Your first thought, as a lay-person, is that the camera looks ominously like a cop’s radar gun. But it is far more sophisticated. Mitchell explains: “Take the camera I use. It’s a Flir – ‘forward looking infra red’ – which delivers two images. The first is a digital shot of the item being assessed. The second is an image which is, if you like, the top of a massive ‘mathematical box’, which contains, in my case, an image resolution of some 320 x 240 (a whopping 76,800 pixels) or individual temperature detectors, generating a seemingly-static surface snapshot of all those simultaneous calculations. And those 70-oddK detectors get calibrated into a calculated narrow range, to bring the detail on a potentially faulty cable coupling or circuit-breaker into a macro-range where nothing can escape the probing eye. Remember, thermal imaging doesn’t ‘see through walls or cabinets or equipment’; it measures what is on the surface, which in turn is a product of what is beneath it,” he notes.
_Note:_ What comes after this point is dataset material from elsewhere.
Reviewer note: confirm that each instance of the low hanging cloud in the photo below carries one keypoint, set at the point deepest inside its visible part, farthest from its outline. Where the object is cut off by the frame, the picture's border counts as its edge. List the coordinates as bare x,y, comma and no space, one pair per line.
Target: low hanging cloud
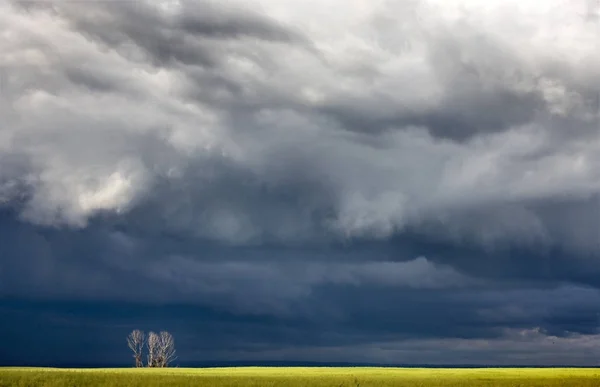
245,124
368,168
Being a qualified and experienced electrician, Mitchell adopts a belt-‘n-braces approach, keeping a thermocouple handy for when he wants to check a reading which he thinks might be misleading. He describes it as a thermoelectric temperature sensor which consists of two dissimilar metallic wires, e.g. one chromel – an alloy made of approximately 90 percent nickel and 10 percent chromium -- and one constantan – an alloy, also known as Eureka, usually consisting of 55-percent copper and 45-percent nickel – coupled at the measurement-junction or probe-tip and extended to the reference junction or “known temperature”.

The temperature difference between the probe tip and the reference junction is detected by measuring the change in voltage or electromotive force at the reference junction. The absolute temperature reading can then be obtained by combining the information of the known reference temperature and the difference of temperature between probe tip and the reference.

The final thought from Mitchell: “I believe there are three critical variables which have to line-up in applying thermography to ensure that it delivers for the customer. One: the quality of the camera. A 60 x 60 pixel camera only gives you 3,600 temperature detectors versus say 50,000 and upwards. Two: the competence of the ‘driver’. The training and the other qualifications and experience of that person are as critical as the technology. You’d prefer a trained astronaut to a bus-driver to fly your rocket, most times.

“And three: look at the company and the resources it has to stand behind the individual using the technology. If you suddenly find yourself facing a major problem, you want to be able to draw on as many qualified electricians and even engineers that might be needed – seamlessly. That’s why I brought my skills and training to Singer.”